Siege of Mafeking - Boer Attack

Boer Attack

On 12 May, at about 4 am, Field Cornet S. Eloff led a force of 240 Boers in a daring assault on Mafeking. Covered by a feint attack on the east side of the town, the attackers slipped between the Hidden Hollow and Limestone forts on the western face of the defences. Guided by a British deserter, they followed a path beside the Molopo River to where it enters the Stadt, the village where the native Africans lived. Eloff's party burst into the Stadt unopposed and set fire to the huts in order to signal the attack's progress to Snyman. By about 5:30 am, the Boers seized the police barracks on the outskirts of Mafeking, killing one and capturing the garrison's second-in-command, Colonel C. O. Hore and 29 others. Eloff picked up the telephone connected with British headquarters and boasted to Baden-Powell of his success.

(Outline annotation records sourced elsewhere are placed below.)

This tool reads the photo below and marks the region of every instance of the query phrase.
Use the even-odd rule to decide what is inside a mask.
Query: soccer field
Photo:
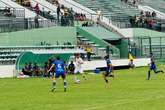
[[[0,79],[0,110],[165,110],[165,74],[152,73],[148,81],[147,70],[115,71],[110,84],[101,74],[79,76],[80,84],[68,76],[66,93],[61,79],[53,93],[50,79]]]

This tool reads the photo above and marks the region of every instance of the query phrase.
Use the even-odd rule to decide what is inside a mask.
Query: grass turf
[[[74,84],[68,76],[68,90],[62,80],[50,92],[51,80],[45,78],[0,79],[1,110],[164,110],[164,74],[151,74],[147,68],[115,71],[116,79],[106,84],[101,74],[81,77]]]

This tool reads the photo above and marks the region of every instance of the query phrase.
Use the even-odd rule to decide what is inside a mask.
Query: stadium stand
[[[76,29],[74,27],[51,27],[0,33],[0,39],[0,62],[13,64],[21,52],[75,48]]]
[[[15,3],[12,0],[0,0],[0,3],[3,4],[3,7],[14,7],[17,9],[24,9],[25,10],[25,18],[34,18],[36,16],[36,14],[26,8],[24,8],[23,6],[20,6],[19,4]],[[22,12],[21,12],[22,13]]]
[[[154,9],[156,9],[156,10],[159,10],[159,11],[165,13],[165,9],[164,9],[165,2],[164,2],[164,0],[156,0],[156,1],[141,0],[140,4],[150,6]]]

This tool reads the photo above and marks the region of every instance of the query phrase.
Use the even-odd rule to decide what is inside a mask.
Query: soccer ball
[[[75,81],[75,83],[76,83],[76,84],[79,84],[79,83],[80,83],[80,80],[79,80],[79,79],[77,79],[77,80]]]

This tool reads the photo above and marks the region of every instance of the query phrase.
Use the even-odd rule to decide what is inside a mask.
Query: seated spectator
[[[68,66],[68,73],[74,74],[74,70],[75,70],[75,65],[74,65],[73,61],[71,61],[71,63]]]
[[[34,76],[40,76],[40,68],[37,65],[37,63],[34,63],[34,66],[33,66],[33,75]]]

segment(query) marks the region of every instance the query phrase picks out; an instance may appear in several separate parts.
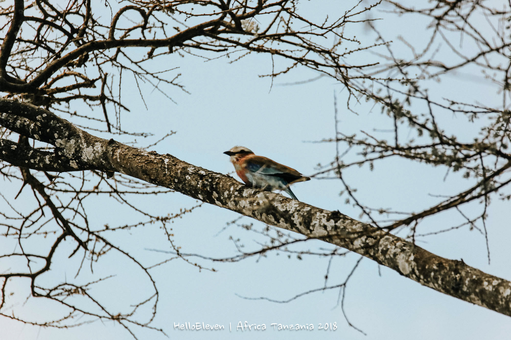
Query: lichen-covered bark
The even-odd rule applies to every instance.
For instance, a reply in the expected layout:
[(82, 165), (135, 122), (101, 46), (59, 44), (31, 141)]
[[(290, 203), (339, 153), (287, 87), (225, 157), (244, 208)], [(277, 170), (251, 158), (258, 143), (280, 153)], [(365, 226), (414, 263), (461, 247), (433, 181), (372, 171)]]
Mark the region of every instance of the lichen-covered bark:
[[(265, 223), (315, 237), (357, 252), (419, 283), (469, 302), (511, 316), (511, 282), (462, 261), (438, 256), (388, 232), (342, 214), (292, 200), (282, 195), (253, 189), (221, 174), (195, 166), (171, 155), (147, 152), (92, 136), (40, 108), (0, 99), (0, 124), (26, 133), (30, 124), (66, 159), (73, 169), (115, 171), (172, 189), (203, 202), (228, 209)], [(18, 117), (16, 128), (13, 119)], [(21, 119), (19, 117), (25, 118)], [(35, 131), (35, 130), (34, 130)], [(38, 158), (32, 166), (31, 154), (6, 158), (13, 142), (0, 143), (0, 158), (12, 164), (54, 171), (62, 166), (51, 157)], [(56, 155), (56, 157), (57, 155)], [(45, 168), (45, 166), (47, 167)], [(71, 170), (67, 170), (68, 171)]]

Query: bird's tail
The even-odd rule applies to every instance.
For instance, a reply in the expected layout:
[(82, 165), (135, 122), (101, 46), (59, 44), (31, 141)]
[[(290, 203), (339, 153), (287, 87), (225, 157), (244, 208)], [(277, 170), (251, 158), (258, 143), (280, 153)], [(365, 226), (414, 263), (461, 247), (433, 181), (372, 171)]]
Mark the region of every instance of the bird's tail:
[(293, 200), (299, 201), (299, 200), (297, 198), (296, 198), (296, 197), (294, 196), (294, 194), (293, 193), (293, 191), (291, 191), (291, 188), (290, 188), (289, 186), (288, 186), (287, 188), (284, 189), (284, 191), (289, 193), (289, 196), (291, 196)]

The fire had, however, already alerted Mafeking's garrison, which responded rapidly to the crisis. The African police (of the Baralong tribe) had wisely stayed out of the way when Eloff's party roared through the Stadt. As soon as the Boers moved on, the 109 armed Baralongs cut off Eloff's escape route. Snyman, "the most stolid and supine of all the Boer generals in the war," failed to support Eloff. Meanwhile, Baden-Powell's elaborate telephone network provided him with timely and accurate information. From his headquarters, the British commander directed Major Alick Godley and B Squadron (Protectorate Regiment) to smother the attack and dispatched D Squadron, some armed railway employees and others to help. Eloff's men were soon isolated into three groups.

With two squadrons, Godley first surrounded a group of Boers holed up in a stone kraal in the Stadt. These men surrendered after a sharp fusillade. Godley drove the second group off a kopje and they mostly managed to escape. All day long, Eloff and the third group held out in the police barracks, finally capitulating in the night. The British lost 12 dead and 8 wounded, mostly Africans. Boer losses were 60 dead and wounded, plus a further 108 captured.